Medical Corpus Processing


This experiment will include three parts of jobs.

  1. Chinese word segmentation 詞語切分
  2. Part-of-speech tagging 詞性標注
  3. Named-entity recognition 命名實體識別

And with two phases

  1. Using any tool, third-party corpus or even manual labelling the data set
  2. Supervised Learning by using the given preprocessed data Just keep imporving it with your own freaking eyes... = =, no scorer or gold test data provided.

Data set / Corpus

  • raw_59.txt
    • The raw data need to be tagged. Formed by random sample of source corpus.
    • Start with sequence# + space; End with \n.
  • context_59.txt
    • The ±3 lines of sentence surrounding the raw data sentence (if any).
    • Just for human validation.

Corpus Processing Standard

Chinese word segmentation & POS tagging Standard

Shouldn't split the bacteria or the medicine name. e.g. 革兰阴性杆菌 or 醋酸甲羟孕酮

(e.g. maybe end with , , , , , )

Medical NER Standard

  • 《醫學語料命名實體識別加工規範》


The output filename must be 1_ 59 and 2nd_59 for two phases result. (just inlcude the result after Medical NER)

Chinese word segmentation

  1. Must followed the standard.
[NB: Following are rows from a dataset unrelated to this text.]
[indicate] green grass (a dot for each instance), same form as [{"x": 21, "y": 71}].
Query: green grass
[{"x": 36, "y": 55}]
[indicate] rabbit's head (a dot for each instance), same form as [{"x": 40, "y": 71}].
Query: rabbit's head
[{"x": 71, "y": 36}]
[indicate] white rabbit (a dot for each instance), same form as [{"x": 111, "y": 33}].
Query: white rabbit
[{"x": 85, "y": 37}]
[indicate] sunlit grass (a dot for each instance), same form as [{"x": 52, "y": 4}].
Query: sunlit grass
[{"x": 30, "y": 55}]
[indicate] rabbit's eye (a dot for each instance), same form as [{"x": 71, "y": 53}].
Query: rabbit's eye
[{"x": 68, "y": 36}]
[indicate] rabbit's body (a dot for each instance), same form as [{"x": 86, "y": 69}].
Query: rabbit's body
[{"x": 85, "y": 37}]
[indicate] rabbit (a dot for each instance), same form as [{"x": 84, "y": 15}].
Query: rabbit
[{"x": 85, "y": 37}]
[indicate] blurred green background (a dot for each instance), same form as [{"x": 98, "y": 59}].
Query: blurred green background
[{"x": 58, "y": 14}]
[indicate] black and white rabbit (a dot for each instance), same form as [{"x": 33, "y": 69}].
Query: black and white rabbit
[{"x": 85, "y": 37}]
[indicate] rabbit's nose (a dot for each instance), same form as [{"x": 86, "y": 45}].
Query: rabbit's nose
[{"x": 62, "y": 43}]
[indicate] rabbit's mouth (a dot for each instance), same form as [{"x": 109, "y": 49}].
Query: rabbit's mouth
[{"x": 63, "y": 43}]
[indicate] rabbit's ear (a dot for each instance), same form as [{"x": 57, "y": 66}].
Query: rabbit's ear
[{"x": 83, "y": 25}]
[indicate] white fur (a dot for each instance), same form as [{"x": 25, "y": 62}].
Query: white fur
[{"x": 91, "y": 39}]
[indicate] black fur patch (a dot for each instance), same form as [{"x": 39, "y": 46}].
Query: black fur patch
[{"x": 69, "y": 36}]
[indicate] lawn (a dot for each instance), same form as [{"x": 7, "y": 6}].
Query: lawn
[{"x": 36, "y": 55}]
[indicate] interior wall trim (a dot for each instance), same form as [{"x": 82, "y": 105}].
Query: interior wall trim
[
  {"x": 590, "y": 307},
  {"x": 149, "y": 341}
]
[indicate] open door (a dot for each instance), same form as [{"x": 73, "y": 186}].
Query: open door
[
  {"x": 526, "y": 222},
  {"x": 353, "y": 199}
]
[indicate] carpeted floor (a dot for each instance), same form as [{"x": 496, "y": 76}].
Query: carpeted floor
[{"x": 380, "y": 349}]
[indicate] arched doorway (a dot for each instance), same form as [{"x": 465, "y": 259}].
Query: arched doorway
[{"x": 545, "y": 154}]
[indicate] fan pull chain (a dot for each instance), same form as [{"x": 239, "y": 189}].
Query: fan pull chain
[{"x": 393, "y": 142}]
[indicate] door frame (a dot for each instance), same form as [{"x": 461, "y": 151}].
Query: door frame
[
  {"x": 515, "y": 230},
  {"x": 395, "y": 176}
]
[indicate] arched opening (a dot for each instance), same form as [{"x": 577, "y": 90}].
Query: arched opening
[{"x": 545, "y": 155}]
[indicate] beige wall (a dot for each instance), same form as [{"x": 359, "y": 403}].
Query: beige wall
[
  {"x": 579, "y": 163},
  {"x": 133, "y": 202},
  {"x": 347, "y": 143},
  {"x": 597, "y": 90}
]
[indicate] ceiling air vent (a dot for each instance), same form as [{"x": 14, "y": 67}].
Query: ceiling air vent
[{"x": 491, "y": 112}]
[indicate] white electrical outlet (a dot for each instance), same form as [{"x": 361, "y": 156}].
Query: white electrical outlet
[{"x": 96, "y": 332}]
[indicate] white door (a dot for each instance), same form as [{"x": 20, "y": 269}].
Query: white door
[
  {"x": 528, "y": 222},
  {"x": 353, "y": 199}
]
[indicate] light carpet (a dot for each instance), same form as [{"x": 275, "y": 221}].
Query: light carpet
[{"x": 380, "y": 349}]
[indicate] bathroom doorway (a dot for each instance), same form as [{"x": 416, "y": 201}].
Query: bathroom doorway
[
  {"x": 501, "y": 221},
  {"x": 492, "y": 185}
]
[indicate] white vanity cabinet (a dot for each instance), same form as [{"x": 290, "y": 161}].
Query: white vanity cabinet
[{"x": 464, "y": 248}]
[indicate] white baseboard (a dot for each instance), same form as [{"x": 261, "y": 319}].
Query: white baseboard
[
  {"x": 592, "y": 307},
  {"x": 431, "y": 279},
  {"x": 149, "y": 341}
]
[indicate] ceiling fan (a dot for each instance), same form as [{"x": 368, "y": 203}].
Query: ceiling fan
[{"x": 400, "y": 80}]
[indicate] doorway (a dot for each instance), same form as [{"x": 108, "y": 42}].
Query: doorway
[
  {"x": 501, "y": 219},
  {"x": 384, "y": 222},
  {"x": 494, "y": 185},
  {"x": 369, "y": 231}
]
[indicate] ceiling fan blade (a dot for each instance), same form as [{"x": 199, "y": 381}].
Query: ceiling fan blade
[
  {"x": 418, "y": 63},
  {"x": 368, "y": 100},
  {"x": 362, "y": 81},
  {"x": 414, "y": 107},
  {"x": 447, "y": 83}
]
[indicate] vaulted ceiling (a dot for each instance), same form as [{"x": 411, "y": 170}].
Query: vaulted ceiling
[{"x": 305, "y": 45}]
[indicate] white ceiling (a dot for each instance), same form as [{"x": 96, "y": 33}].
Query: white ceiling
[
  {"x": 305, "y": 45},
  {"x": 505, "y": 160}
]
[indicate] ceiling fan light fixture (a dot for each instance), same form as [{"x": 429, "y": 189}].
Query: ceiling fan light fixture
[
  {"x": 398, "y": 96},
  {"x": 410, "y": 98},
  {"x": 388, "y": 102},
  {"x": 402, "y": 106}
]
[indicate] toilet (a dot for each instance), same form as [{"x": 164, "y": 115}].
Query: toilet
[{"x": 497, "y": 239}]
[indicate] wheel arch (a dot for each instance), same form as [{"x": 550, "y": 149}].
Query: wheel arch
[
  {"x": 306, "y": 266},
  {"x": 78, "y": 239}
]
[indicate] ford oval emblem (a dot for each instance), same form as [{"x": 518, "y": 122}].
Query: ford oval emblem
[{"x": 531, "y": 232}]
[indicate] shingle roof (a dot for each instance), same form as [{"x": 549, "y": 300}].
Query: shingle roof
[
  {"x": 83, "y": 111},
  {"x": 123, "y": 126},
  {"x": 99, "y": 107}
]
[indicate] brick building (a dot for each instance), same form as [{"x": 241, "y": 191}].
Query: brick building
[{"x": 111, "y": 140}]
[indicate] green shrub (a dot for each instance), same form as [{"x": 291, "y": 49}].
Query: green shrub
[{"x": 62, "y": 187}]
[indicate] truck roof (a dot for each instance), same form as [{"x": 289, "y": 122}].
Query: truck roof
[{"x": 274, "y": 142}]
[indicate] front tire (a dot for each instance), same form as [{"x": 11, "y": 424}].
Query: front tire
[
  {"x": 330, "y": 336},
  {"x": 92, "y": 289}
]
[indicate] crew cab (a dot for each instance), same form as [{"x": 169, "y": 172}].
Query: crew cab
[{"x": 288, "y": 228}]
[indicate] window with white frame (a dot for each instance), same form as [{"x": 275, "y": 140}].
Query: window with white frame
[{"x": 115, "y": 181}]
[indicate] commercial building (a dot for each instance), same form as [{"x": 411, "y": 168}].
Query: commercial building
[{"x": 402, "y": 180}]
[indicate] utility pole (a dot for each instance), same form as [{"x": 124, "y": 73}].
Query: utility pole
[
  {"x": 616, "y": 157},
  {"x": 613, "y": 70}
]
Each word segment must split by a single space.
  2. Delete the meaningless space $$_ (\u0020) or $$__ (\u3000) (found that this should be doing befor segmentation)

the number of _ means how many spaces are

Example of space

  • Delete
    • $$_ which is used to seperate number
      • e.g. HCMV$$_150kD磷蛋白是HCMV蛋白结构中抗原性最强的蛋白
  • Don't Delete
    • $$_ surrounding the ()
      • e.g. 坏死性龈口炎$$_(necrotic$$_gingivostomatitis)

Part-of-speech tagging (including General NER)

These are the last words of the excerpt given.